De inboeker moet (door een de Europese Commissie erkend duurzaamheidssyteem) gecertificeerd zijn voor de locatie waarvanaf die de biobrandstof levert. De ingeboekte biobrandstof moet zijn geleverd vanaf een opslaglocatie waarover de inboeker de massabalans voert:
een eigen accijnsgoederenplaats;
een accijnsgoederenplaats van een andere vergunninghouder AGP.

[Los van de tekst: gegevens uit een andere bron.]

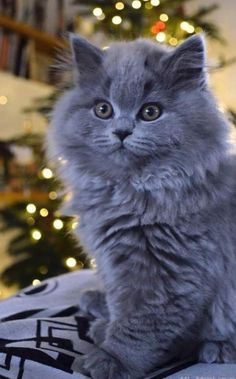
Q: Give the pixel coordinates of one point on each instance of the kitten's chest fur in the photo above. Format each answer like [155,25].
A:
[135,235]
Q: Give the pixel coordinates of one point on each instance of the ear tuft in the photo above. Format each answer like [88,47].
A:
[186,63]
[87,57]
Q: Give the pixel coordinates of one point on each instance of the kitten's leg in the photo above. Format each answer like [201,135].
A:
[97,331]
[131,349]
[93,303]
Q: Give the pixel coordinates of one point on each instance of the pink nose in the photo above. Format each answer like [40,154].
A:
[122,134]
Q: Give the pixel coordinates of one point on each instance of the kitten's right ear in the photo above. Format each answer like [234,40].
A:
[87,57]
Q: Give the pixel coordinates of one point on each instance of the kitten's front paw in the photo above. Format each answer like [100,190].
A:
[217,352]
[101,365]
[93,303]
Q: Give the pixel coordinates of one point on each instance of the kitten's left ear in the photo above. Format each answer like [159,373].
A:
[88,58]
[186,64]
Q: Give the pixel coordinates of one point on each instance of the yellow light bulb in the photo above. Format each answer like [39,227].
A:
[52,195]
[164,17]
[119,6]
[74,225]
[160,37]
[184,25]
[173,41]
[97,12]
[116,20]
[47,173]
[155,3]
[148,5]
[43,212]
[93,263]
[36,234]
[58,224]
[101,17]
[71,262]
[136,4]
[31,208]
[3,100]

Een massabalans is een boekhouding, die een getrouwe weergave geeft van de in- en uitgaande stromen en voorraad duurzame biobrandstoffen (in een opslagtank) op een locatie van de onderneming gedurende een bepaalde periode, als onderdeel van een door de inboeker gehanteerd duurzaamheidssysteem.
Binnen bepaalde kaders mogen administratief kenmerken van biobrandstoffen worden toegekend, echter alleen aan fysieke biobrandstoffen. Fossiele brandstoffen staan niet op de massabalans.
Minstens één keer per kwartaal wordt de administratieve massabalans aangesloten op de fysieke voorraden.
Om de massabalans van biobrandstoffen over een locatie te kunnen voeren, moet de inboeker biobrandstof in eigendom hebben als het zich op die betreffende locatie bevindt.
De laatste AGP-opslaglocatie waar de biobrandstoffen zich vóór de levering aan het zeeschip bevinden, moet een gecertificeerde locatie zijn waarover de inboeker de massabalans beheert.
Als de inboeker een bunkerdienstverlener inschakelt moet de inboeker met zijn eigen administratie kunnen aantonen dat de ingeboekte biobrandstof van zijn gecertificeerde locatie in het bunker schip terecht is gekomen.
Locaties waar een massabalans gevoerd kan worden, zijn gecertificeerde opslaglocaties, zoals een tankopslag op land, maar bijvoorbeeld ook een bunkerwinkelschip (drijvende opslag maar met vaste locatie).
Uit de vereiste dat een biobrandstof alleen kan worden ingeboekt als de inboeker deze uitslaat tot verbruik of levert onder schorsing van betaling van accijns, volgt dat het moet gaan om een AGP-locatie.
Transportmiddelen zoals leurschepen/ bunkerboten/ lichters zijn géén opslaglocaties waarover een massabalans gevoerd kan worden.
Wanneer een inboeker vanaf zijn gecertificeerde (wal)locatie levert aan een bunkerwinkelschip en er vervolgens aan de eindafnemer geleverd wordt, dan is het bunkerwinkelschip de laatste opslaglocatie in de leveringsketen. Wil een levering via deze constructie in aanmerking komen voor inboeken, dan moet de inboeker de massabalans over het bunkerwinkelschip voeren. Een andere optie is dat de AGP-vergunninghouder van het bunkerwinkelschip optreedt als inboeker.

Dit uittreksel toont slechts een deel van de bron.